Further areas of growth across key practice groups included:
- Insurance 16%
- Professional risk 13%
- Healthcare 11%
- Marine 4%
- Commercial 2.4%
Notable growth of specialist sectors within these practice groups includes:
- Fraud 14%
- Retail and niche Insurance 18%
- Claimant insurance 51%
- Motor claims solutions and casualty claims solutions (one liability services) 34%
- Professional risks 13%
- Commerce and technology 10%
- Commercial litigation approximately 20% (including debt recovery)
- Private client 14%
- Shipping North West 22%
Peter Jackson, managing partner, said: "In what has undoubtedly been a year of difficult economic trading conditions for many businesses, we are encouraged by our continued growth across most practice areas, some of which have seen record results."

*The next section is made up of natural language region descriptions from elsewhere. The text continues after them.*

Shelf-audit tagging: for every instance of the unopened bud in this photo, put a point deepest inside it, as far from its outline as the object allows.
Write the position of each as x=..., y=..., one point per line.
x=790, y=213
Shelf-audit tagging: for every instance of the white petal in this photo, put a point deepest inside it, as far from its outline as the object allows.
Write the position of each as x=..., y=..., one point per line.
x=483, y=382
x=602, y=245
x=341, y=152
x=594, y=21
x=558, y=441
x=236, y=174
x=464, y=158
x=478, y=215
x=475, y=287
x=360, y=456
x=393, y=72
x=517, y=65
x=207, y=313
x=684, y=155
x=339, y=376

Profit per equity partner dipped 6% to £294,000, which Jackson said was a realistic outcome for the financial year, given the current climate and the firm's consistent programme of investment.
He added: "Despite this, we have maintained a pattern of growth – which is in no small part down to the continued commitment and hard work of the Hill Dickinson team across all offices and practice groups – and have made a number of significant acquisitions and lateral hires, which have represented significant investment into the future success of the firm. This has also been our first full year of trading out of our state-of-the-art HQ at St Paul's Square in Liverpool."
In March this year Hill Dickinson launched its Singapore office, headed by partner Tony Goldsmith, which has already grown to four fee-earners and support staff and secured a major shipping instruction in the Asia Pacific area on the day of opening.
In May the firm announced its merger with 40-strong London law firm, Middleton Potts, in a move that has created a major boost to the firm's commodities expertise.
In February Hill Dickinson secured the arrival of Cooper Kenyon Burrow's special regulatory team, headed up by Michael Kenyon.
In addition, the firm has continued to invest in senior lateral hires, particularly in its Manchester and London offices, and has also taken further space in its Piraeus office.
Jackson concluded: "Against the difficult economic climate in the past 12 months, we have continued to reinvest in the firm and to focus unswervingly on client satisfaction, which is of utmost importance in times like these. Commitment to client service will continue to form the cornerstone of our business strategy."